On one occasion in the Mediterranean he said to one of his captains who had got into a dispute about the property which the defeated French garrison at Gaieta were to be allowed to take away with them:

“I am sorry that you had any altercation with them. There is no way to deal with a Frenchman but to knock him down. To be civil to him is only to be laughed at when they are enemies.”

The same spirit breathes through nearly all his letters. Thus, for instance, he concluded a letter to the British Minister at Vienna with these words: “Down, down with the French ought to be written in the council-room of every country in the world, and may Almighty God give right thoughts to every sovereign is my constant prayer.”

He seems to have had respect for every other enemy that he met; but for the French he had nothing save contemptuous and unsparing hostility. “Close with a Frenchman, but out-manœuvre a Russian” was another of his favourite sayings. This, it is to be hoped, is all past and gone; but it is instructive as giving us the key, not only to Nelson’s policy, but also to that spirit which made the British man-of-warsmen of the day absolutely prefer to fight the French at long odds than on even terms.

It was this spirit which was embodied in another of Nelson’s pet phrases: “Any Englishman is worth three Frenchmen.” Of course that would be all nonsense now; but in justice to our neighbours it ought to be remembered that the Frenchmen whom Nelson and his sailors met and conquered were the worst and not the best of their nation.

The old navy of France, the navy which had commanded the Eastern Seas in the days of Clive and which had with impunity insulted the English shores and brought an invading force into Ireland in the time of William the Third no longer existed. It had been essentially an aristocratic service like our own, its officers were gentlemen and thorough sailors, and its seamen were brave, disciplined, and obedient.

But in her blood-drunkenness France had either murdered or banished nearly every man who was fit to command a ship or who knew how to point a gun. The fleets of revolutionary France were for the most part commanded by ignoramuses or poltroons, or both, and manned by a rabble who had neither stamina, training, or discipline.

Without the slightest wish to detract from the splendour of the victories of Nelson or his comrades, I still think it is only fair to point out again, as has once or twice been done before, that when we read of French Admirals declining battle even when they had superior force, or of running away before the battle was over, or of a small British squadron crumpling up a whole fleet with very trifling loss to itself, we ought to remember that the French Admirals had little or no confidence in their officers, while the officers had still less either in their admirals or their men.

On the other hand, such a man as Nelson, Collingwood, or Hardy had simply to say that he was going to do a certain thing to convince every one serving under him that it was about as good as already done.

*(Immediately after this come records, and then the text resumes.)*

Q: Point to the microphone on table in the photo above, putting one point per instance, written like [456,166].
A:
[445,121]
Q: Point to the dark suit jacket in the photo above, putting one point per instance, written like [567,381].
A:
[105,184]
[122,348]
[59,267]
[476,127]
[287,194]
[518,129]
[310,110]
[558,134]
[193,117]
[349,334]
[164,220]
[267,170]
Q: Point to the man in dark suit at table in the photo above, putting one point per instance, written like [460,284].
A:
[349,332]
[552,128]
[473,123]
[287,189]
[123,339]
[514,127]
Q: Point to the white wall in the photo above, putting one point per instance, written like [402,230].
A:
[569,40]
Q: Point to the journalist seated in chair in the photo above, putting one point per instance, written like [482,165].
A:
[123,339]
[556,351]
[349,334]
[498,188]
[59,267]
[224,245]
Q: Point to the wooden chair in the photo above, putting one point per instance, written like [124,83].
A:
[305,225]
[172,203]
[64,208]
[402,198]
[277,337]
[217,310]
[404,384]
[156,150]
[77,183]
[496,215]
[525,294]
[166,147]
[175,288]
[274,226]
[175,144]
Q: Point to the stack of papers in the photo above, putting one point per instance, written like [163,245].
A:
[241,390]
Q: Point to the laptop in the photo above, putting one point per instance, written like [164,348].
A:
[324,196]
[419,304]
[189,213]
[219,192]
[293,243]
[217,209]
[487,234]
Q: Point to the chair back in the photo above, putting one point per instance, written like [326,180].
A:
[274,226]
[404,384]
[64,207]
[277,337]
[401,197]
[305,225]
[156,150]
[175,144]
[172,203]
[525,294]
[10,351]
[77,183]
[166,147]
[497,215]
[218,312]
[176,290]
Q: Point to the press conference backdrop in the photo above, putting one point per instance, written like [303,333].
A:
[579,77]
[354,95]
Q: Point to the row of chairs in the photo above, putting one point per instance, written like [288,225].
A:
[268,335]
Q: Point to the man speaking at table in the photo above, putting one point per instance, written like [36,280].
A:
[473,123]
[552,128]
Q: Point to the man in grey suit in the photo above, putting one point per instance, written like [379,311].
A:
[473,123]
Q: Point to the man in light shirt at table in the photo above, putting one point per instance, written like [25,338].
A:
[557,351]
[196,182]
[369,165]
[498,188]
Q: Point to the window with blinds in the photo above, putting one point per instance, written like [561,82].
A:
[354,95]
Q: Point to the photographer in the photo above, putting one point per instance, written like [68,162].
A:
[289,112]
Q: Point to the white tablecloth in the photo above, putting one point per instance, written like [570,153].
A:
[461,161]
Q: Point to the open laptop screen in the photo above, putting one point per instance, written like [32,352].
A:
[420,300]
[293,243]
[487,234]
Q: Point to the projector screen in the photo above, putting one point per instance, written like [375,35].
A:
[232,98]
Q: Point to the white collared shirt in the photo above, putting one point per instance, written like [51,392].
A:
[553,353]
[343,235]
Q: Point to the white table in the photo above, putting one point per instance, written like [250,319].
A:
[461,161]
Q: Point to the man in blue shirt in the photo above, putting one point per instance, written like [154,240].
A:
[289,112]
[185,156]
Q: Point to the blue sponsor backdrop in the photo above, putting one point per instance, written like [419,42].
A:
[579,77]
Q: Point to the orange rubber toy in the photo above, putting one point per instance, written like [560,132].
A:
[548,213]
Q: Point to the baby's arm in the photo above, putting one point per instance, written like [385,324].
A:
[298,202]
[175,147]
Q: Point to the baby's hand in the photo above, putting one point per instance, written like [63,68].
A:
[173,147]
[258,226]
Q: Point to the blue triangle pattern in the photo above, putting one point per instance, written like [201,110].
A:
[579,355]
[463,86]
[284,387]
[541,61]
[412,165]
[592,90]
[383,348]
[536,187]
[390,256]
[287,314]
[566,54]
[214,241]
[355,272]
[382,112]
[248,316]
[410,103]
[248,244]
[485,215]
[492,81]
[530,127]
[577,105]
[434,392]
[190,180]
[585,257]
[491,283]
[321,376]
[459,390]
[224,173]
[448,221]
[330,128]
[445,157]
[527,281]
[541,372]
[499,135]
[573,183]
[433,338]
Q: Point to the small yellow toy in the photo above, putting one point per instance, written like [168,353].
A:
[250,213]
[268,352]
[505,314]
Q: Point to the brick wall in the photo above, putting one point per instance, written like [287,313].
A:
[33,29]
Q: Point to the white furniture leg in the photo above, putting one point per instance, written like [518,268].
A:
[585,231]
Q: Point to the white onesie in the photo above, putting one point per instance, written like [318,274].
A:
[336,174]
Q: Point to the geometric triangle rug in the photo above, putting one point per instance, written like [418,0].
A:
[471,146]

This brings me naturally to one of Nelson’s most striking characteristics. No man who rose to distinction in the Navy was ever guilty of so many barefaced acts of insubordination as he was. Happily for him and for us his disobedience or neglect of orders was always justified by victory. The genius for supreme command, which was far and away the strongest point in his character, manifested itself very early in his career. The event proved that he was the superior of every naval officer then afloat, whether admiral or midshipman, and he seemed instinctively to know it.